On Freedom Day, March 25, marking the anniversary of the 1918 proclamation of independence by the Belarusian National Republic, demonstrations reemerged in Belarus with renewed vigour, several months after the waning of peaceful protests triggered by the 2020 presidential election fraud. Reportedly, several hundred protesters took to the streets of Minsk and other cities on 25 and 27 March despite the widespread violence against the opposition and preventive detentions aimed at deterring turnout. Among protesters’ demands were an end to violence, the release of political prisoners, and for all those responsible for human rights violations committed by Lukashenka’s regime to be brought to justice.

The protesters were violently dispersed by the riot police. At the time of writing, FIDH’s member organisation — Viasna Human Rights Centre— has confirmed at least 175 arbitrary detentions following the March 25 protests and 247 more, including five journalists, following Saturday’s protests. As the protesters were spread across the streets and yards and were thus difficult to identify in the absence of a single large gathering, the police indiscriminately detained alleged protesters and passers-by and threw them into police minivans. Some of those detained were subjected to violence and abuse by the police during the arrests. FIDH emphasises that, according to the international human rights standards, the use of unnecessary and excessive force against peaceful protesters constitutes an undue interference with the right of peaceful assembly.

On the eve of the 27 March protests, the Belarus Investigative Committee announced the opening of a criminal case under article 342 of the Criminal Code (“the organisation and preparation of actions that grossly violate public order, or active participation in them"). The case targets Telegram channels for the calls to participate in the “unsanctioned assemblies” in an attempt to discredit the protests and minimise the public support for them, in violation of international standards.
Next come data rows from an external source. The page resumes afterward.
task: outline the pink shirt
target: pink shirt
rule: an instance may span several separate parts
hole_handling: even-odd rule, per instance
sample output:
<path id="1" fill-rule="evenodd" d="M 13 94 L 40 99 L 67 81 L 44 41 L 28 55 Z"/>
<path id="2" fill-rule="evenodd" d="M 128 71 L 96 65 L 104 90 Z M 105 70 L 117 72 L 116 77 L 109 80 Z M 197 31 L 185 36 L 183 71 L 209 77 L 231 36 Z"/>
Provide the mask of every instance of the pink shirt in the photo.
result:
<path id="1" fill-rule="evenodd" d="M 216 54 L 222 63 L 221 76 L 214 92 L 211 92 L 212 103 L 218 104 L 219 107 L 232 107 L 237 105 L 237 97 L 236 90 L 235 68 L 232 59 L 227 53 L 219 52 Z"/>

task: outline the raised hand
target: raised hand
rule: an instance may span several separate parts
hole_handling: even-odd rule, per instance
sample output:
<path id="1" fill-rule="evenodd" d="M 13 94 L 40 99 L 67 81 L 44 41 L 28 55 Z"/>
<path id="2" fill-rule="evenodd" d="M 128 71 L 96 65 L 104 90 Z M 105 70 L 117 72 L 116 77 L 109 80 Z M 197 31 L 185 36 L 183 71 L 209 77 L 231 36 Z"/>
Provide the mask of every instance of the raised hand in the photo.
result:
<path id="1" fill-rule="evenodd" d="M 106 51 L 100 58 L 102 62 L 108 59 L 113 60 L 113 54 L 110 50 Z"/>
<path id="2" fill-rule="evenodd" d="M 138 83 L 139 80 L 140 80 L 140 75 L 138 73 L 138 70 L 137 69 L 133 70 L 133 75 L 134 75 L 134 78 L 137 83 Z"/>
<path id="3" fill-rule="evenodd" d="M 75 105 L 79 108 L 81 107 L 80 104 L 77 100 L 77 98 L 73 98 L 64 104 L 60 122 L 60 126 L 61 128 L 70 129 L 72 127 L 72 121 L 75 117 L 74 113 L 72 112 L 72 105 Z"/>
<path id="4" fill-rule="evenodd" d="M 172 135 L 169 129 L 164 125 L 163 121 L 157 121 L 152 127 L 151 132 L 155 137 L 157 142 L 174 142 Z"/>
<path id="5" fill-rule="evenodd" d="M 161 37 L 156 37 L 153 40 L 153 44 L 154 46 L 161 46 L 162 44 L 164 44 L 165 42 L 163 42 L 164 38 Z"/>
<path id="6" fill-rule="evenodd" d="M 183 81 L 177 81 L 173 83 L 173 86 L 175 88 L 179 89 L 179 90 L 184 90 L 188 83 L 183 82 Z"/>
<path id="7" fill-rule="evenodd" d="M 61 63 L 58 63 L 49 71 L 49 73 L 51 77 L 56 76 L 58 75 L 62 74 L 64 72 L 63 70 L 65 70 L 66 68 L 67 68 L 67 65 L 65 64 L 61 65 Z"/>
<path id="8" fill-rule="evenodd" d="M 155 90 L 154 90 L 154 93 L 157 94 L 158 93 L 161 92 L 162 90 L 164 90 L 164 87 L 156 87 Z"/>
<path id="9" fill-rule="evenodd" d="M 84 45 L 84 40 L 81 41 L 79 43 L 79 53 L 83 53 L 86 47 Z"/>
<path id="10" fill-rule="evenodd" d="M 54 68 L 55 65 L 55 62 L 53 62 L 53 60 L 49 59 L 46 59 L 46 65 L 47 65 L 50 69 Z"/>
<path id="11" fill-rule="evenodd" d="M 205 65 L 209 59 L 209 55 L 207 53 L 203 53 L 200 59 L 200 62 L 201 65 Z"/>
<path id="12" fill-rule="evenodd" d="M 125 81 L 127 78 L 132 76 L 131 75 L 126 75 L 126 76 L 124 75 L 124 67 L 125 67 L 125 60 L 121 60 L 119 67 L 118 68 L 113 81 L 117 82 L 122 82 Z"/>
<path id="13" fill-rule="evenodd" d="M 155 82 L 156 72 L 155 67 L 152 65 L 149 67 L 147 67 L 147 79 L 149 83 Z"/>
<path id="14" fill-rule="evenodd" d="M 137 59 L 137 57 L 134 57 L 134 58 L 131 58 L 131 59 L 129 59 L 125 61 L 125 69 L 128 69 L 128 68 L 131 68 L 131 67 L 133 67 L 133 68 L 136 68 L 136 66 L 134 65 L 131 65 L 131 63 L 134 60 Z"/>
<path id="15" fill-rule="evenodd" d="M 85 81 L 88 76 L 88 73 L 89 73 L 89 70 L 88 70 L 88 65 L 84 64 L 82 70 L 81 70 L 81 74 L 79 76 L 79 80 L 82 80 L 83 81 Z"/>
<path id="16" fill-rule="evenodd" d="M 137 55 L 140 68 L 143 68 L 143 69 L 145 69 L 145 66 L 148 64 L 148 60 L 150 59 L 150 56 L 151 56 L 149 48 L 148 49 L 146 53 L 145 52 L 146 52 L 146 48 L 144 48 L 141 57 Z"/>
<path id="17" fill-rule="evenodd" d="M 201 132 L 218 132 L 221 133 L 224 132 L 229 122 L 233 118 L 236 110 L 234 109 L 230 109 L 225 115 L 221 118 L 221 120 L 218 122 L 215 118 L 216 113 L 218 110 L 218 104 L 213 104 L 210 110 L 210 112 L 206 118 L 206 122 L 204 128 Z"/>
Freedom of assembly, including so-called unorganised and unauthorised protests, is a fundamental human right. Along with the closely related rights to freedom of association and freedom of expression, it is protected by the Belarusian Constitution and international human rights law, including the International Covenant on Civil and Political Rights. FIDH recalls that United Nations human rights mechanisms have repeatedly highlighted the fact that the legal framework governing assemblies in Belarus does not meet international norms and standards, and have made recommendations thereon.

FIDH has closely monitored the ongoing political crisis in Belarus for almost a year. Since May 2020, over 30,000 peaceful protesters have been detained by the regime, thousands reported inhuman treatment, police violence, beatings, rape, and torture. Viasna HRC has recognised 322 people as political prisoners, but thousands remain behind bars allegedly for protest-related activity.

Those ongoing events demonstrate the government’s determination to suppress all forms of dissent and free expression of the people of Belarus, including through mass violence. FIDH reiterates its call for Belarus authorities to stop the violence against peaceful protesters and journalists and free all political prisoners in the country.